Em 2018 nasceu minha
segunda filha, Maria Luiza, hoje com 03 anos. No mesmo ano fui aprovada no
Concurso Público para Coordenação Pedagógica na Rede Estadual, desde 23 de
janeiro de 2019 até o dia de hoje estou coordenadora no Colégio da Polícia
Militar Professor Poeta Luís Cotrim em Jequié.

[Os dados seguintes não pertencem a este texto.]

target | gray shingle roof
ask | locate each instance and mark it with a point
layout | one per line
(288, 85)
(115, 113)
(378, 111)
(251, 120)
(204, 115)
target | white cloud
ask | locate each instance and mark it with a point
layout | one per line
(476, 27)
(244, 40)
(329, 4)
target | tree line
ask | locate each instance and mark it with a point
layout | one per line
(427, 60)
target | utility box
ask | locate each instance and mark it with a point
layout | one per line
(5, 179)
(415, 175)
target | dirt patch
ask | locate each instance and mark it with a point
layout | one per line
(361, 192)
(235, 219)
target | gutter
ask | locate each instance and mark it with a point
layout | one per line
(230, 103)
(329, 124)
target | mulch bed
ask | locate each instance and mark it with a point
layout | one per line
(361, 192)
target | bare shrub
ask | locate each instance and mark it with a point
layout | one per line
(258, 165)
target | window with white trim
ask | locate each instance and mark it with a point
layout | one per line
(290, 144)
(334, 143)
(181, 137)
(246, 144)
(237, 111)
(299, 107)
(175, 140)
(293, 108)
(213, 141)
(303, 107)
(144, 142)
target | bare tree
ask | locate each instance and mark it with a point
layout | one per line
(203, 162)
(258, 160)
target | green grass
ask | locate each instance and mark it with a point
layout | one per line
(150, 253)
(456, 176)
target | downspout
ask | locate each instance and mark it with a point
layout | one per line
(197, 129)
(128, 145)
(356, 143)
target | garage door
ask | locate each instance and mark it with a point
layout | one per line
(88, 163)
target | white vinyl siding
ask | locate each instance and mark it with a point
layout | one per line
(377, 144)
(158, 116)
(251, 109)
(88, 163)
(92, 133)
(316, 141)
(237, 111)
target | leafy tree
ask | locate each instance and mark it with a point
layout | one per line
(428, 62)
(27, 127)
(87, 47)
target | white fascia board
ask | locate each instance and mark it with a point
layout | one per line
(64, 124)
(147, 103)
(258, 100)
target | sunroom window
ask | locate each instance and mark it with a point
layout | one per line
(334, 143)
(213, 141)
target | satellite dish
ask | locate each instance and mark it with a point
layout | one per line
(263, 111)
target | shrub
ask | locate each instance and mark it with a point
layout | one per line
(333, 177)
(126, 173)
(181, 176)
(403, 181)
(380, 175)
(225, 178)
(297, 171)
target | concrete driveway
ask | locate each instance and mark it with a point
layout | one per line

Em 2020 o universo me reaproximou
de Karla Carvalho numa belíssima campanha política para o Legislativo Municipal
em Jequié com o projeto Cidade Leitora, Sustentável e Diversa. Nasceu no
coração de “Karlinha”, nos trilhos das rodas de leitura no Barro Preto, na Rua
da Linha, o Coletivo Mulheres da Linha.
Seguimos na travessia, mulheres
de mãos dadas em redes de solidariedade política, empoderando-nos na
coletividade. Como diz Juliana Gonçalves
“ É insurgente toda aquela que se revolta contra um poder estabelecido. E,
quando se trata de mulheres pretas, toda insurgência é um ato revolucionário.” O
que nos move como feministas, mulheristas ou ecofeministas: o sonho de um mundo
mais justo, equânime e inclusivo para todas as pessoas. Por isso lutamos. #feminismoparaas99
O que desejo hoje como
mãe, mulher negra, me aventurando pelos territórios sagrados da pesquisa, é traçar
novos rumos no encontro com a diversidade de história de mulheres negras nas
ciências, principalmente na minha universidade, minha UESB, minha casa. O
desejo pela pesquisa com narrativas autobiográfica, memórias, história oral me arrebata
desde que fui recebida em 2018 no grupo de Estudos e Pesquisas Impressões
coordenado pela professora Doutora Talamira
Taita, e também lendo as obras do Doutor Eliseu Clementino.
Minha prece! Que a
matripotência sagrada acolha meu desejo.
Fabiana Moura, mãe, mulher
preta, pesquisadora, professora, sonhadora, desejante.